Hello! It’s Me Remember?
Many times in my life, after some years I come across someone who happened to be a friend in primary school or somewhere down the line in my life and we probably meet at the airport, or mall or market or shop and the person comes excitedly to greet sometimes calls me by my name and am running through my mental database to remember who it is. Don’t know about you but I often smile through the whole scene of course with some pain at the back of my ears but leave feeling totally ashamed of myself for not remembering. Sometimes the person has details and is here reminding me of how we used to do this and that in those days. It’s more like hearing the person’s heart saying ‘Hello! It’s me remember? Hmph!
This scenario just puts succinctly my thoughts today about marriage and married people. I once read the story of a young couple who were in love, got married, had lots of kids, got busy raising the kids until the nest was empty. Then one morning the man and woman wake up and take a look at each other and couldn’t recognize themselves and headed straight for the divorce courts. Tell you what, they lost contact with each other years ago. The couple found out that all those years all they were doing was working to create a home for the kids and raise them, project a good face in the community but never had enough time to invest in each other. I guess one of them would have been saying to the other ‘Hello, It’s me Remember?’ The other was probably squinting and trying to!
How important is it to invest in each other?
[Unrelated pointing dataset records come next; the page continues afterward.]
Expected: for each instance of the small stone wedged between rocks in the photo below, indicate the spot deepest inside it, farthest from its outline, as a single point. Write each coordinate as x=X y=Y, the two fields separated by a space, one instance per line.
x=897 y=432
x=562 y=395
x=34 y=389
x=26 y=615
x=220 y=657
How important is it that we add value to our relationship and also to each other? I think it’s absolutely important. Except in a case of emotional and psychological dysfunction, the heart of every homo sapien usually gravitates towards the direction of positive influence and investment. You find that we all cherish someone who makes a positive addition to our lives. I find that the words of those who are closest to me, make more impact than that of those who are not. The word of a spouse is more hurting or strengthening than that of any other person in the world. You may call a man anything outside and he may not be perturbed but when it comes from his wife, it cuts through the heart like a sword and vice versa.
Gets me thinking that if only people can remember that the person we are married to is not perfect just like we are not and rather than tear down begin to add value to them with our words and attitudes then many years down the line we will be remembered. You know why? The person that blossoms becomes a product of your own making. In counselling many times I tell the couples that if a man becomes great after he marries a woman, she’s done her job well and vice versa. Your assignment in marriage is not to be a taker or the receiver but to add value to the life of the person you have joined your life with. The hand that gives is far more blessed than the one that takes. Your assignment is to help bring out the best in the person. It is usually small minded, myopic thinkers that focus more on what they can gain from the person they are married to.
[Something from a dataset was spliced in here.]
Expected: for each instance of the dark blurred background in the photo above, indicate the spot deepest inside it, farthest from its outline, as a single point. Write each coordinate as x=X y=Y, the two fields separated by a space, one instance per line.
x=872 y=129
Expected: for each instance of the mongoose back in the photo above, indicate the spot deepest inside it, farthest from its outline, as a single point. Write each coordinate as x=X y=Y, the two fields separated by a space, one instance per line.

A complete failure of a man can become the President of a group of companies if only he has a wife that adds value to him. She doesn’t allow him wallow in his present circumstances, she doesn’t compare him with other men, doesn’t make undue demands that put him under unnecessary pressure or push him further to think he is a failure and can never become anything in life. She helps him with her attitudes and words. In like manner a man can turn a sloppy wife into a princess and the quintessence of his delight when he rather than pecks at her, teaches her, guides her, covers her and gently shows her.
Hey, no sane person forgets the person that invests in them. Recently I went to the salon to wash my hair and the young man asked if I wasn’t going to fix my weave on and I said yes but I was going to have some other person fix it for me just to ‘encourage’ him in his trade. I was touched when this young man said to me ‘Ma’am you are right, we really need encouragement’. Everybody needs someone to encourage them. Every man and woman needs someone to speak positively into their lives. We all want someone who believes in us. We all want someone who will stand when we are all broken, torn up and crumbling inside. We all need someone who will say you can when everything in you says you cannot.
Hello! It’s me Remember? Don’t let your spouse feed from outside. Don’t let them look for encouragements from the lips of another person. Don’t let them sleep on the same bed with you and wake up in the morning thinking of whom they will talk with over their heart issues. Don’t be there and yet really not there for them. Don’t let them feel obligated but not appreciated. Yes marriage is an obligation but it can move beyond being an obligation to being a delight. It comes by all of us choosing to add value to the lives of the ones we love. HELLO! IT’S ME REMEMBER?